Hallo was reserved strictly for telephone interactions, as in Hallo, hier spricht die Liz ("Hello, here speaks the Liz"). (The German use of definite articles with names, as in die Liz, der Jens, and whether such use is regional, grammatically necessary, or utterly ridiculous, is a topic for another post.)

Thus it has come as a bit of a shock, on my walks and jogs in Steinebach this week, that when I say Grüß Gott to folks, they say Hallo in response. This has happened multiple times.

I tested the inverse, thinking that perhaps if I said Hallo, Bavarians would remind me of my foreigner status by replying Grüß Gott.
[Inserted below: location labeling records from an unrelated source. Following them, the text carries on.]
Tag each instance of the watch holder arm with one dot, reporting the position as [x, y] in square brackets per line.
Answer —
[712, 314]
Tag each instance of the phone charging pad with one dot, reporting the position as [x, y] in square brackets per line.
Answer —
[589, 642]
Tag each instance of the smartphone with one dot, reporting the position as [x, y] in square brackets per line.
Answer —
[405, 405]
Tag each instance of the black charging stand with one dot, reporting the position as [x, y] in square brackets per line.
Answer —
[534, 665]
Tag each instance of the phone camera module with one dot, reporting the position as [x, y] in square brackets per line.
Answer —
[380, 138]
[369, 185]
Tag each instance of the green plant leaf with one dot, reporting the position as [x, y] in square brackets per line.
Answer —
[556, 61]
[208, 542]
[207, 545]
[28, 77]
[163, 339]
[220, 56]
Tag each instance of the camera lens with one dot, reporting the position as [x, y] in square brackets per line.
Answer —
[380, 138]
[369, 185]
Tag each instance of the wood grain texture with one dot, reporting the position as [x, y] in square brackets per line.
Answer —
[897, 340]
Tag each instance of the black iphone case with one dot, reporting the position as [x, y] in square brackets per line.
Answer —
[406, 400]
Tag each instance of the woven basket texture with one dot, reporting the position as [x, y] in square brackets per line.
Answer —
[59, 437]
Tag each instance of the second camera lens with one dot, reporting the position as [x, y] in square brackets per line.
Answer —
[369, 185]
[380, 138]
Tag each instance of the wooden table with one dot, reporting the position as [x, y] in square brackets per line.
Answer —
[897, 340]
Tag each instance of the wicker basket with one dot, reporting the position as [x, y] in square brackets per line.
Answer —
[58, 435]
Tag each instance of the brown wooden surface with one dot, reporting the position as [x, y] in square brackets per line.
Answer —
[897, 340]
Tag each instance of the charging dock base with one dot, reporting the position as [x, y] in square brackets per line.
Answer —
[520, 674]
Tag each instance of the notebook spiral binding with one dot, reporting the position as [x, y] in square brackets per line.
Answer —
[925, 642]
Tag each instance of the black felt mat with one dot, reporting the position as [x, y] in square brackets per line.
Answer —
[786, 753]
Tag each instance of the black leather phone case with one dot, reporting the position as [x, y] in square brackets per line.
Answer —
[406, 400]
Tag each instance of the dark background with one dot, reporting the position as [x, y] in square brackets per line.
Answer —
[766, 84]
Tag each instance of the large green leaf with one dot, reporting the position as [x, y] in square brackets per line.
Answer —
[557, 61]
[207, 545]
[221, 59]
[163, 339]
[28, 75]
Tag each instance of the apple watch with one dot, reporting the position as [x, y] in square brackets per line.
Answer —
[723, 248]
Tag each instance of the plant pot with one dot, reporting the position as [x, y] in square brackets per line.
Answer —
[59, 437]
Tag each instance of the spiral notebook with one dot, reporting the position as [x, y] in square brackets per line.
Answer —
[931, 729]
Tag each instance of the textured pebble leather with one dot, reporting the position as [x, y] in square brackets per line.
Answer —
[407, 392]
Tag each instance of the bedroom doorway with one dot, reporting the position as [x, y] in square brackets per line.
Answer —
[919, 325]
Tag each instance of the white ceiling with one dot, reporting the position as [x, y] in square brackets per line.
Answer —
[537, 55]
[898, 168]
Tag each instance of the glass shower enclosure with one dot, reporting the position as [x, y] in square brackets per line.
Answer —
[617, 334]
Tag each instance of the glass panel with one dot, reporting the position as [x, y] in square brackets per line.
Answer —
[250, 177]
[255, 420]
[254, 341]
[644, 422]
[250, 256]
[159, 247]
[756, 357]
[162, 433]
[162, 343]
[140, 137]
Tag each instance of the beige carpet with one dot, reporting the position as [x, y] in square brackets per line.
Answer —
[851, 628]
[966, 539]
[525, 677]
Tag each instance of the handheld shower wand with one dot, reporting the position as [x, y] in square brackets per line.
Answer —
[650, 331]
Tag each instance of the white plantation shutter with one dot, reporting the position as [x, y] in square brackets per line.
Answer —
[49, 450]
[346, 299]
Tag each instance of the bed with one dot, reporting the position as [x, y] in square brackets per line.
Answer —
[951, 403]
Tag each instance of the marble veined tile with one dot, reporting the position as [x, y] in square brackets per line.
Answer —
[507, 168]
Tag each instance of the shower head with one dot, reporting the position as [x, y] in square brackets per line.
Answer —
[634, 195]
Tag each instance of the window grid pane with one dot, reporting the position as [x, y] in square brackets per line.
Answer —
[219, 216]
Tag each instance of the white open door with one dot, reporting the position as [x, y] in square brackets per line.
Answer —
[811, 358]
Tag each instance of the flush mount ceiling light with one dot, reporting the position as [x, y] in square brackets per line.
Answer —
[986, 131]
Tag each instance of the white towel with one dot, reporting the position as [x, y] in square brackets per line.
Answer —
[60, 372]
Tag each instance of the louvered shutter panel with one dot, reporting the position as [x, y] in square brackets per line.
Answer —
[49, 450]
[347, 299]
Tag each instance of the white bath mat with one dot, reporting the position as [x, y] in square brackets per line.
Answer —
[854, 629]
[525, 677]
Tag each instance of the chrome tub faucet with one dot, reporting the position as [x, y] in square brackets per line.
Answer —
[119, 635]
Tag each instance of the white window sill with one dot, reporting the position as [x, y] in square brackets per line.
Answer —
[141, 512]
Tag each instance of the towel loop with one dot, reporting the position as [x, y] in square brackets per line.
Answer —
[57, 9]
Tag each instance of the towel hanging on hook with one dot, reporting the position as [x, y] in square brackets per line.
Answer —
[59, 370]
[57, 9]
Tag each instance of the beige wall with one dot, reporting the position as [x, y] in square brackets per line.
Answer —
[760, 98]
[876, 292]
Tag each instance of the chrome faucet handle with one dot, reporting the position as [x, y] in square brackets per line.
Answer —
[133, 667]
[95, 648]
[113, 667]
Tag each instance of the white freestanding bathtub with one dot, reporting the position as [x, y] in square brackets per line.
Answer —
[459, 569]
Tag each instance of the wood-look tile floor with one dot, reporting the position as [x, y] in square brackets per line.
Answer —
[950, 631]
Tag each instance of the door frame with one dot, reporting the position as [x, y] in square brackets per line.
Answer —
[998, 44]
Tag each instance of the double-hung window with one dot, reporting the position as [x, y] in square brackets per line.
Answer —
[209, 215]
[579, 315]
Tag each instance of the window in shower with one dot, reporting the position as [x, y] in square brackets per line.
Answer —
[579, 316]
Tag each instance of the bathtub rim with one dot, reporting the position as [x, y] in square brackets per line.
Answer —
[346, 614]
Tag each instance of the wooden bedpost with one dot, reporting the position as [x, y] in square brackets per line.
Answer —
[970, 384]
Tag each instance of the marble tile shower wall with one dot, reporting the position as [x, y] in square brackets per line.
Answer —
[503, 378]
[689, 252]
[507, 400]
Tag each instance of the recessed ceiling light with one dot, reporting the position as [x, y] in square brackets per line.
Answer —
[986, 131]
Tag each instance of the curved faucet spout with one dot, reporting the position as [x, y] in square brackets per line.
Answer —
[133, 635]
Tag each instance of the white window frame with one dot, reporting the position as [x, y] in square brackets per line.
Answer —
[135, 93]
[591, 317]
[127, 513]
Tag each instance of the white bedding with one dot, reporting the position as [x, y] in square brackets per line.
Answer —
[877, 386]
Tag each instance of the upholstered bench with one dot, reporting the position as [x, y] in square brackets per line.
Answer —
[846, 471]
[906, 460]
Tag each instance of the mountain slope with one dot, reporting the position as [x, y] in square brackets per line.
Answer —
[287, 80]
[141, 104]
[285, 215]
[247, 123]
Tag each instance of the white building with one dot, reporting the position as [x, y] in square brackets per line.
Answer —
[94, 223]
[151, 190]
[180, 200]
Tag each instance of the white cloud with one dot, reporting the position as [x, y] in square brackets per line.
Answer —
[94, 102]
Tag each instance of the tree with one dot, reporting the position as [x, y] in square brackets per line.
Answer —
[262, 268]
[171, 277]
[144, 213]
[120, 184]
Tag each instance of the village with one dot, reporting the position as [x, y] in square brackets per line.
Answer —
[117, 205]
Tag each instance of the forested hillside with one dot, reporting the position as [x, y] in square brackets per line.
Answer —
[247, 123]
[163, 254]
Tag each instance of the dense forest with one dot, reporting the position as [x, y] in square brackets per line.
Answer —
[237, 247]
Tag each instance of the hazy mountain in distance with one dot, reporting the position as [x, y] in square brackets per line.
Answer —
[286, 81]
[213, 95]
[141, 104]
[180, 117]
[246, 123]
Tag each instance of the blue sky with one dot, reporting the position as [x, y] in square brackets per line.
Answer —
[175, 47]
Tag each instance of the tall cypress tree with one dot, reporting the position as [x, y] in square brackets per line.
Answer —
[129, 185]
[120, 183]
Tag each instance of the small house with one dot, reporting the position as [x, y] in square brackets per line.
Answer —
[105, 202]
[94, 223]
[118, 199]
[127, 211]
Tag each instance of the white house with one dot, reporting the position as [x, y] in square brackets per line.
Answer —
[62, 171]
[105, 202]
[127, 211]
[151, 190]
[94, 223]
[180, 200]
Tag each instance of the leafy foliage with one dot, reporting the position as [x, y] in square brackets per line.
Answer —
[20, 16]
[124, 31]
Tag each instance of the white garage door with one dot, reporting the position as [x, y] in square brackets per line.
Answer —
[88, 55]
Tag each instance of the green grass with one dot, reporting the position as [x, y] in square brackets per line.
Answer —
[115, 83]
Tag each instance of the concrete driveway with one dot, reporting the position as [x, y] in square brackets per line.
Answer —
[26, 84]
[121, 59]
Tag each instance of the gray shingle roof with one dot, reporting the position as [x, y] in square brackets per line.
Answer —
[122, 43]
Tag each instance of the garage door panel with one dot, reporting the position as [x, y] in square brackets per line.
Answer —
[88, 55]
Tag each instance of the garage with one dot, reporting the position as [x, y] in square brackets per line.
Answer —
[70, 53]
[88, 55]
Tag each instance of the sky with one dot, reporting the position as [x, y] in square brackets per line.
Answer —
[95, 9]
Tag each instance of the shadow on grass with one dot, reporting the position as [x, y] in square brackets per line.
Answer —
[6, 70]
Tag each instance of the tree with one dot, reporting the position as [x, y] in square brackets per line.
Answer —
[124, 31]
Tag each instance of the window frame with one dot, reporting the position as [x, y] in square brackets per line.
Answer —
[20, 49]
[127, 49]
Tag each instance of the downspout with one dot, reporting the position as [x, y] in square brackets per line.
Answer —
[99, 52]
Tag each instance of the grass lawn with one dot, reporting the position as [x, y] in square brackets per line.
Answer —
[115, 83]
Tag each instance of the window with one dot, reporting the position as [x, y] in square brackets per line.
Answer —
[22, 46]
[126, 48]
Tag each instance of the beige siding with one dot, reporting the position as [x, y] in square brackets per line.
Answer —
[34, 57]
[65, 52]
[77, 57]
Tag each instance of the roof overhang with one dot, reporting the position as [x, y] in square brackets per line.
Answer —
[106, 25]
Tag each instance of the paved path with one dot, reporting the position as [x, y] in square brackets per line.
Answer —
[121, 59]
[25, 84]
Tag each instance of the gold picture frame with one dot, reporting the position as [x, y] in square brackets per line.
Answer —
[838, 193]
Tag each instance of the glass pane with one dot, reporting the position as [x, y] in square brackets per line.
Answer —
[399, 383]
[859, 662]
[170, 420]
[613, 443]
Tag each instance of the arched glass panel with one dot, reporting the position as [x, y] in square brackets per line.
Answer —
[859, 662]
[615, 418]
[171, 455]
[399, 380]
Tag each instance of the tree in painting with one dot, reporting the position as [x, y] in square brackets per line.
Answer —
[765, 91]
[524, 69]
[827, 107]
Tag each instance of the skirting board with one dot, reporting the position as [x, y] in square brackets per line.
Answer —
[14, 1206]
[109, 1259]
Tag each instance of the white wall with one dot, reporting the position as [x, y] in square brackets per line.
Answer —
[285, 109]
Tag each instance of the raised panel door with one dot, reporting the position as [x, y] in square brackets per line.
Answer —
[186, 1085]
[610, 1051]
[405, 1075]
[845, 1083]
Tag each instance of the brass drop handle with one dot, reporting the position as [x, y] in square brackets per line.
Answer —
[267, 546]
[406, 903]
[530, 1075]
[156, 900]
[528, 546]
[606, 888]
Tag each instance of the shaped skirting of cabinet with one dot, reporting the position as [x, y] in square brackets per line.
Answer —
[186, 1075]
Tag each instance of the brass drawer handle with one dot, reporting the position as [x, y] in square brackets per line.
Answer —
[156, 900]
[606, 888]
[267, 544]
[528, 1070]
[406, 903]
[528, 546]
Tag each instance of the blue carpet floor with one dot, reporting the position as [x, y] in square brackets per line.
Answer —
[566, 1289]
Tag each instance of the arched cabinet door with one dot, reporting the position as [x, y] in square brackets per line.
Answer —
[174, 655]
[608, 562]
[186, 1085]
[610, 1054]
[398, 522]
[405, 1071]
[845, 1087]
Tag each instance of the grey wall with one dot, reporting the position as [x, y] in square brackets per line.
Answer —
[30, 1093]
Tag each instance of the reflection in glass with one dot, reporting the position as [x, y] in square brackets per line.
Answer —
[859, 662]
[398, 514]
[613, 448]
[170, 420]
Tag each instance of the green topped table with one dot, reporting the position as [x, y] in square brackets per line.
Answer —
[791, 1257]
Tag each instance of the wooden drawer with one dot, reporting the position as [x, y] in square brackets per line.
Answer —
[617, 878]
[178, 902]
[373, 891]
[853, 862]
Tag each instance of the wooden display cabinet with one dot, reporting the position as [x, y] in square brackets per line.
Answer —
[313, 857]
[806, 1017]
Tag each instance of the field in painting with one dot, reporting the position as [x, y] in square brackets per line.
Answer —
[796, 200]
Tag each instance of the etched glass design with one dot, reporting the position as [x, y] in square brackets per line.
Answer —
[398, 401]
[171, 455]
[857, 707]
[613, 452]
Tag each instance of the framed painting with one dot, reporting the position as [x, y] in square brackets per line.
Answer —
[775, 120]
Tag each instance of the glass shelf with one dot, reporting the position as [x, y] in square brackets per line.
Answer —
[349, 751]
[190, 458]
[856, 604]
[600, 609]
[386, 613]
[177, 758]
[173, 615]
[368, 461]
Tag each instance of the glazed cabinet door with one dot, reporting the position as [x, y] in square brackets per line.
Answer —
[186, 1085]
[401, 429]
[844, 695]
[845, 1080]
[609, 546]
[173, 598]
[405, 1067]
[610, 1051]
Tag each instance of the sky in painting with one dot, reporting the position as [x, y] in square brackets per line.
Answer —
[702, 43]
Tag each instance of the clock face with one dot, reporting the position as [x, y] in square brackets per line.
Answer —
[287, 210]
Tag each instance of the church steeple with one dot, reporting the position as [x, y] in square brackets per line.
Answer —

So far, the response to every Hallo has been Hallo.

I asked Stefan about it.

"It's possible that you're only meeting people from out of town," he said. "Now is Ferienzeit ["vacation time"] in the north, and Steinebach is swarming with tourists. But it is also possible," he added solemnly, "that you are witnessing the degradation of the Bavarian character."

I mentioned my observations to Stefan's Tante Puppi. She is 93 and sharp as a tack.

"Oh!" she said with a disgruntled frown: "die Hallo Krankheit." The Hello Sickness. She declared it "furchtbar." Terrible. The linguistic plague has its hold on southern Germany.

Every time I visit Germany, I learn a new word that comes up so frequently in conversation that I wonder how I ever got by without knowing it previously. This visit marks the first time I've noticed familiar words fading away. Farewell, Grüß Gott. Hello, Hallo.

Friday, July 3, 2015

Faux pas at the Bäckerei

We're back in Germany. The first important thing we did after disembarking yesterday was to visit a bakery in the Munich airport.

Here is photo from another bakery, in Steinebach. I had to take the photo there instead of at the airport, because we had committed a faux pas at MUC.


See that plastic tray on top of the display case, with the advertisement in it? It probably has a special German name--maybe even a word that is also used for something completely unrelated. For now, we'll simply call it a Kassierersmünzenaufnahmeplastikschale (cashier's coin-receiving plastic tray), which sounds like a perfectly legitimate German word.

At the airport, while Stefan was picking up the rental car, Elias and I trotted off to buy two Butterbrezen and one Frischkäsebreze mit Schnittlauch. The grand total was €5.20. At first I was worried that I didn't have enough money and would have to run back to Stefan to get some more, but after I counted the coins out on top of the display case (woe! instead of on the Kassierersmünzenaufnahmeplastikschale), I breathed a sigh of relief: we had exactly the right amount.

The cashier attempted to remove the coins. She was clearly not practiced in the gauche art of display-case coin removal, presumably having experienced only the refined art of Kassierersmünzenaufnahmeplastikschalemünzeentfernung (cashier's coin-receiving plastic tray coin removal), and the consequences were embarrassingly unsanitary. Half of the coins fell, plop, right into the puff-pastries behind the counter, and the cashier glared angrily at the dumb Americans as we made our hasty retreat.

On the bright side, I finally understand why Kassierersmünzenaufnahmeplastikschalen were invented, and I will be careful to use them for monetary transactions from here on out.

Update: Stefan said, "try googling Wechselgeldschale." Turns out that's the German word for Kassierersmünzenaufnahmeplastikschale.